Dit keer hebben we wel een gids. Helaas vertelt hij zijn riedeltje en op vragen kan hij nauwelijks antwoord geven (Lastige toeristen ook). We pakken nog even de zonsondergang mee.
Eten doen we dit keer in bij het hotel. In de omtrek van 15 min rijden met de auto zien we niks liggen waar we kunnen eten. Het is erg donker en de weg is smal. Iets te link om daar te gaan lopen.
Na een goede nachtrust en uitslapen voor ons doen, gaan we rond 8 uur naar Yogjakarta om het paleis van de sultan te zien. Als gids krijgen we een grappige dame met gevoel voor humor toegewezen.
Het paleis waar inmiddels de tiende generatie woont, heeft bepaalde vertrekken opengesteld voor publiek met oude meuk (geschenken uit binnen- en buitenland, keukengerei, kleding, foto's van een
studerende sultan van de negende generatie in Nederland in de jaren dertig)

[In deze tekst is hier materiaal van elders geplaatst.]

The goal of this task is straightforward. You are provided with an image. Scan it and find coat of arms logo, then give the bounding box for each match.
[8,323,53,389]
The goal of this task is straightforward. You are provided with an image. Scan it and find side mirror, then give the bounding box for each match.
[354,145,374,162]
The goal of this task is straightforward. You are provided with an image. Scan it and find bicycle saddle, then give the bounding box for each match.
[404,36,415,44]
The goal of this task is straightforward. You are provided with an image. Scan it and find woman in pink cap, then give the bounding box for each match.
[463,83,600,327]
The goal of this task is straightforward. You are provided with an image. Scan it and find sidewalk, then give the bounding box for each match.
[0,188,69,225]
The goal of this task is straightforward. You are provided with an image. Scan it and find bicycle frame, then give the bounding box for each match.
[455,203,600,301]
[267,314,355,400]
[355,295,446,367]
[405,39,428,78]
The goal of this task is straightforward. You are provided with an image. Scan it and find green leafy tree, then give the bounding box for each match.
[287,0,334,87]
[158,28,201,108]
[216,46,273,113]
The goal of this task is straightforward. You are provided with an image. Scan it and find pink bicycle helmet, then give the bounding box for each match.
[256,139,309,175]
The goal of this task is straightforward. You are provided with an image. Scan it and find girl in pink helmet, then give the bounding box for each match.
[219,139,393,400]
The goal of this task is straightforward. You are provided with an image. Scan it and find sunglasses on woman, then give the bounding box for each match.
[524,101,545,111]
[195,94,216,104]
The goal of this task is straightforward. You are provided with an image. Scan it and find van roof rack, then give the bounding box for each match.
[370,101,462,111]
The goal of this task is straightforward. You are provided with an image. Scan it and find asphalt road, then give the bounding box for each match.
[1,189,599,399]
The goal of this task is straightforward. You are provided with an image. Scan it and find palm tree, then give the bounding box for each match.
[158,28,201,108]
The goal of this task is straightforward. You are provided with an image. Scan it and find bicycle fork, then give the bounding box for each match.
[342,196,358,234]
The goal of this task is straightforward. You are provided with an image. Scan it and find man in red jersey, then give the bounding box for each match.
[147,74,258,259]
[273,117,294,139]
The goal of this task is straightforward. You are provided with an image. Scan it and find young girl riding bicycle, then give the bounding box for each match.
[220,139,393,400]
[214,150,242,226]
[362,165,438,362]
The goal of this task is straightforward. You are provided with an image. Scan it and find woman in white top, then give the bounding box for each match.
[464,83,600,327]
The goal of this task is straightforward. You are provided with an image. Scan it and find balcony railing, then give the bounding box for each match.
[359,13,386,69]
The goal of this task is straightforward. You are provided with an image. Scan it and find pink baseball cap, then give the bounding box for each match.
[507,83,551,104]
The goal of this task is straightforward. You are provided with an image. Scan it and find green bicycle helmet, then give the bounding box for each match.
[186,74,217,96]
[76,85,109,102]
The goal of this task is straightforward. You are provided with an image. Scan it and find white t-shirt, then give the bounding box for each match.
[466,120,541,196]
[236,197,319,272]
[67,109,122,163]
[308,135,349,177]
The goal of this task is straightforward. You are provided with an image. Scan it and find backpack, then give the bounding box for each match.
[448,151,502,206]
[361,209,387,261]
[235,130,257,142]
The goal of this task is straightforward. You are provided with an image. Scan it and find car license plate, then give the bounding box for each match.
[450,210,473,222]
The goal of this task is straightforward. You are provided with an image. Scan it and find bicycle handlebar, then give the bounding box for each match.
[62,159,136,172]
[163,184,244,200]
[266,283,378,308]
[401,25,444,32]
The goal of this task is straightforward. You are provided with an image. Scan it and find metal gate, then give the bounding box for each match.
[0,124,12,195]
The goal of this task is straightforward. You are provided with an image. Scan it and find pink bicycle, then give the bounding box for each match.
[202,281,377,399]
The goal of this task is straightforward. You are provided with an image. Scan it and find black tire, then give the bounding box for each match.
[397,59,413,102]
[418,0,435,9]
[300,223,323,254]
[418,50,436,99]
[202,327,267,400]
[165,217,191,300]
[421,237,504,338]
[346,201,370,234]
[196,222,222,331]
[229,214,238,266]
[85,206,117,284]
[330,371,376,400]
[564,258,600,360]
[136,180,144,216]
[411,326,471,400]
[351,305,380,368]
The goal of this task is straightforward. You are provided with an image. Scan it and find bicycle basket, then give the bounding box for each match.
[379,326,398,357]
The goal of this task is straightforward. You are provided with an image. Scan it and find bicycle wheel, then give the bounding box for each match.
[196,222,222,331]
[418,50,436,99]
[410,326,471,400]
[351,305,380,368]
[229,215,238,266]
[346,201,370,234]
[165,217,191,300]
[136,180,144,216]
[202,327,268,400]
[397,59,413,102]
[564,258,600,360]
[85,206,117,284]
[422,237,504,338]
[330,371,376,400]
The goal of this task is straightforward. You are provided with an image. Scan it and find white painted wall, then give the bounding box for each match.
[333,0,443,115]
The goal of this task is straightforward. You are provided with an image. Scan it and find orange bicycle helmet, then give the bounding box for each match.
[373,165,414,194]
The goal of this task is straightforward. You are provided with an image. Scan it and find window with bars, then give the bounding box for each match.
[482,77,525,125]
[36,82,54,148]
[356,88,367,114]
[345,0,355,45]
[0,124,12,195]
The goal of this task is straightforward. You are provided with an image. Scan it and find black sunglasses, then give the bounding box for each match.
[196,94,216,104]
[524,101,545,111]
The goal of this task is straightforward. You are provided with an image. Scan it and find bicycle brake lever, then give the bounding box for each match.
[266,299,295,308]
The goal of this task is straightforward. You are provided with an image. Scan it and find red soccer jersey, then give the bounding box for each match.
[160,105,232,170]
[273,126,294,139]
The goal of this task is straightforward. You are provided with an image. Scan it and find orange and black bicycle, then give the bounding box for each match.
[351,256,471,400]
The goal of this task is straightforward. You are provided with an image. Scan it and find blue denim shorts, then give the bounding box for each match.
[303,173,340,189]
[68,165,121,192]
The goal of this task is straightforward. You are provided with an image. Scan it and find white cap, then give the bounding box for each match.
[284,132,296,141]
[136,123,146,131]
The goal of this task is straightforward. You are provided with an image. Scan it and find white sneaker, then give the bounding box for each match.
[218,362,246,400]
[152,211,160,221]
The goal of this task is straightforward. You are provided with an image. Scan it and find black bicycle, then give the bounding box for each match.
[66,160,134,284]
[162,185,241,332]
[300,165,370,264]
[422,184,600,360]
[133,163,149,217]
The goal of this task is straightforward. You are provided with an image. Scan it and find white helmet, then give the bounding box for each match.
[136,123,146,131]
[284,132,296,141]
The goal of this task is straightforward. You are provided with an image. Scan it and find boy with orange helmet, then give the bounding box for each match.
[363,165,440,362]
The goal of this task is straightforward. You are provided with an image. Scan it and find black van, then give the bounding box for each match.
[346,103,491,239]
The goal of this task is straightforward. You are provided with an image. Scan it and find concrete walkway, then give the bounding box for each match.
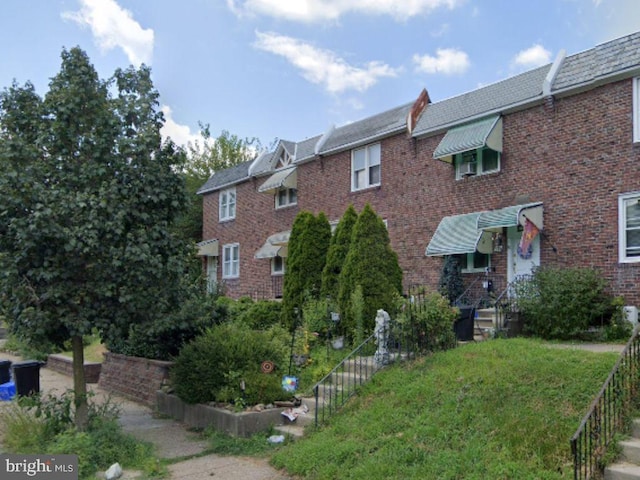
[0,349,291,480]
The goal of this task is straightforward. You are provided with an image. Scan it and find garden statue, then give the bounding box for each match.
[374,309,391,365]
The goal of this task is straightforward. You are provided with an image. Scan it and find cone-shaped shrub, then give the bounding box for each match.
[338,204,403,337]
[321,204,358,301]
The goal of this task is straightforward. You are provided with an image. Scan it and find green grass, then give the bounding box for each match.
[270,338,620,479]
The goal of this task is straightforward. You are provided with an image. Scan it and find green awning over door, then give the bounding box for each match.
[425,212,484,256]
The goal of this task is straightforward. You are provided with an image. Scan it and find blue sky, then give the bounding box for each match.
[2,0,639,150]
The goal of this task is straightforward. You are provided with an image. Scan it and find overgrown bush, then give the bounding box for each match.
[236,299,283,330]
[108,291,226,360]
[514,267,612,340]
[0,391,158,479]
[395,292,457,352]
[171,321,290,405]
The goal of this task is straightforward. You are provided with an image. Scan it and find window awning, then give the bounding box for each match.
[477,202,543,231]
[433,116,503,162]
[258,167,297,194]
[425,213,493,256]
[255,231,291,259]
[196,239,219,257]
[425,202,543,257]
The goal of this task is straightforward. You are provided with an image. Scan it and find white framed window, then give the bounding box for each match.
[634,77,640,143]
[619,192,640,263]
[352,143,381,191]
[271,256,285,275]
[222,243,239,278]
[459,252,490,273]
[219,188,236,221]
[454,147,500,180]
[275,188,297,209]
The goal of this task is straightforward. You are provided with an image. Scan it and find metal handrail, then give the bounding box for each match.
[570,330,640,479]
[312,332,378,427]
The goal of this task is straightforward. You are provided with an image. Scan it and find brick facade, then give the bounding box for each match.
[201,76,640,306]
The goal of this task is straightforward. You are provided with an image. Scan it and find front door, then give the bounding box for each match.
[507,226,540,285]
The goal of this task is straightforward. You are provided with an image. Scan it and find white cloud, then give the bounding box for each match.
[254,31,399,94]
[513,44,552,69]
[413,48,470,75]
[160,106,200,148]
[228,0,461,22]
[62,0,154,66]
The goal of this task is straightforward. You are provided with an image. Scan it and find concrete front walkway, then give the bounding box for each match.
[0,349,291,480]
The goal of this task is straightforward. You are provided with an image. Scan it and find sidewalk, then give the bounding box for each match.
[0,349,290,480]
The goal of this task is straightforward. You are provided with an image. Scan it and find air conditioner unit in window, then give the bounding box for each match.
[459,162,477,177]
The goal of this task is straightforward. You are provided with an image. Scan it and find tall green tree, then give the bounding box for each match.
[173,129,263,243]
[0,48,188,429]
[281,211,331,330]
[321,204,358,301]
[337,204,403,337]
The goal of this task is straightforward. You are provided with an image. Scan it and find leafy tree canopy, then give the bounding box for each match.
[0,47,189,426]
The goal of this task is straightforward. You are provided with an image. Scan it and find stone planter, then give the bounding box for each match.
[156,391,287,438]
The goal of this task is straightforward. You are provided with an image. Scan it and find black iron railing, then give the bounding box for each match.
[570,330,640,479]
[312,313,455,427]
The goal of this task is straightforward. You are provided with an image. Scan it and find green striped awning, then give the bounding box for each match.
[425,212,484,256]
[433,116,503,161]
[477,202,543,230]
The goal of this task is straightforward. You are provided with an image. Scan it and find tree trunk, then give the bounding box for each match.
[72,334,89,431]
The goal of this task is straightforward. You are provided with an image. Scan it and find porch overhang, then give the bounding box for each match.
[433,116,503,163]
[477,202,543,231]
[258,167,297,194]
[196,239,219,257]
[255,230,291,259]
[425,202,543,257]
[425,212,493,256]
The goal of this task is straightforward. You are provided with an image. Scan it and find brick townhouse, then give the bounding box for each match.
[197,31,640,311]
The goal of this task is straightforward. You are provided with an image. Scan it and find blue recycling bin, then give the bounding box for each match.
[0,359,11,384]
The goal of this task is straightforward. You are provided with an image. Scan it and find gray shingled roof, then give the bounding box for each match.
[553,31,640,91]
[197,31,640,195]
[319,102,412,154]
[294,134,323,162]
[412,65,549,137]
[196,160,252,194]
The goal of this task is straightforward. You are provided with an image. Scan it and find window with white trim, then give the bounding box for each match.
[619,192,640,262]
[352,143,381,191]
[275,188,297,209]
[219,188,236,221]
[222,243,239,278]
[634,77,640,143]
[459,252,490,273]
[454,147,500,180]
[272,256,285,275]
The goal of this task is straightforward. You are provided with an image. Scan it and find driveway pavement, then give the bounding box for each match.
[0,348,291,480]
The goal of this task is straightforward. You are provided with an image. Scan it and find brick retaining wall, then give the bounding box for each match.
[98,352,172,407]
[46,354,102,383]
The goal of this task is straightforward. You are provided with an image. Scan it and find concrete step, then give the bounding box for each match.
[605,462,640,480]
[621,439,640,464]
[274,423,305,439]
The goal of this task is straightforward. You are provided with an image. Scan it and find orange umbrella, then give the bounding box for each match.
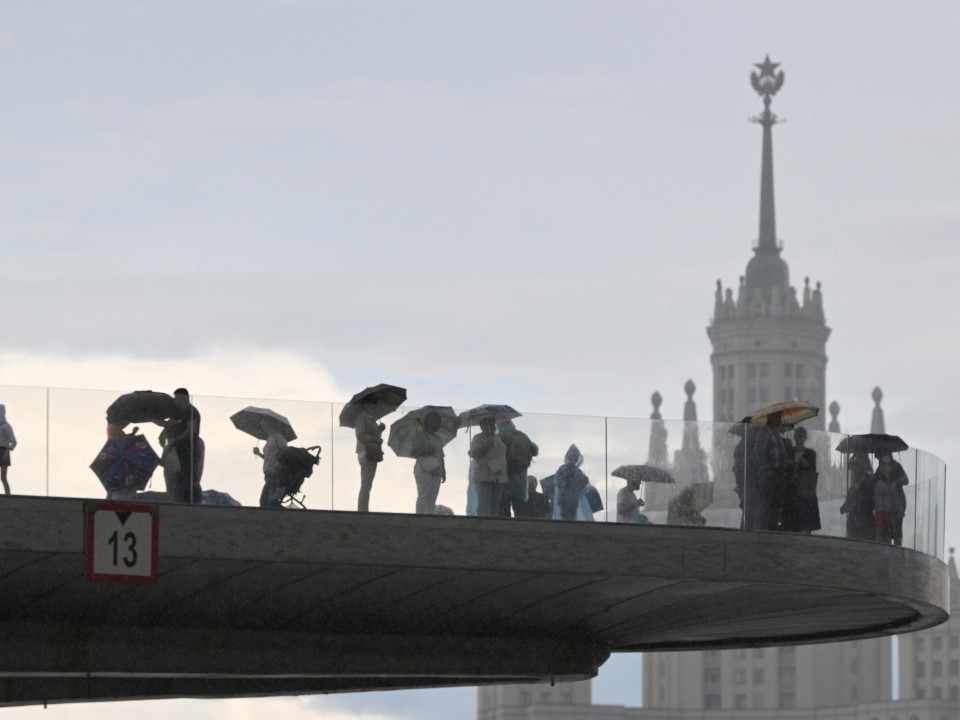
[750,400,819,427]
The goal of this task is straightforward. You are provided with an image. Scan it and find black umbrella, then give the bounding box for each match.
[836,433,909,455]
[611,465,676,484]
[106,391,177,425]
[339,384,407,428]
[230,406,297,442]
[457,404,521,428]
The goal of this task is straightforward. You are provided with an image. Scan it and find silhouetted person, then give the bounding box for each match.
[469,416,507,517]
[411,411,446,515]
[355,396,385,512]
[874,452,909,545]
[792,427,820,533]
[840,451,875,540]
[616,476,645,523]
[497,420,539,517]
[730,417,753,528]
[254,430,289,508]
[750,412,787,530]
[163,388,203,504]
[0,404,15,495]
[515,475,551,519]
[667,487,706,526]
[555,444,588,521]
[779,435,802,532]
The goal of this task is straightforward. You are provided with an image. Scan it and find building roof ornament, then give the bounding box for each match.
[745,54,790,304]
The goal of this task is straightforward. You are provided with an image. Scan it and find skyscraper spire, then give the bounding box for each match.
[750,55,784,252]
[743,55,789,304]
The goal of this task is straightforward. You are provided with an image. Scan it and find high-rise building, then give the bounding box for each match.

Op de binnenplaats is iedere zaterdagochtend een wajong-voorstelling voor het publiek. Wees geduldig en neem je tijd. De voorstelling duurt ruim twee uur. Die tien minuten die wij stil zitten,
bewegen de schaduwpoppen niet. De gids legt uit dat eerst het verhaal begeleidt door muziek wordt verteld, in het Javaans! Daarna gaat de poppenspeler pas aan de slag.
Wij houden het voorgezien en gaan shoppen bij de handvaardigheidswinkels. Dit viel niet mee. De eerst batik-shop verkocht alleen schilderijen. De tweede had ook niet veel naar onze smaak. Het enige
mooie stuk is een wikkelrok op een paspop. Zien hoe de hemden en rokken worden gemaakt is interessanter. Datzelfde geldt voor de wajongpoppen (de platte lederen) en de houtsnijwerkplaatsen. Mr.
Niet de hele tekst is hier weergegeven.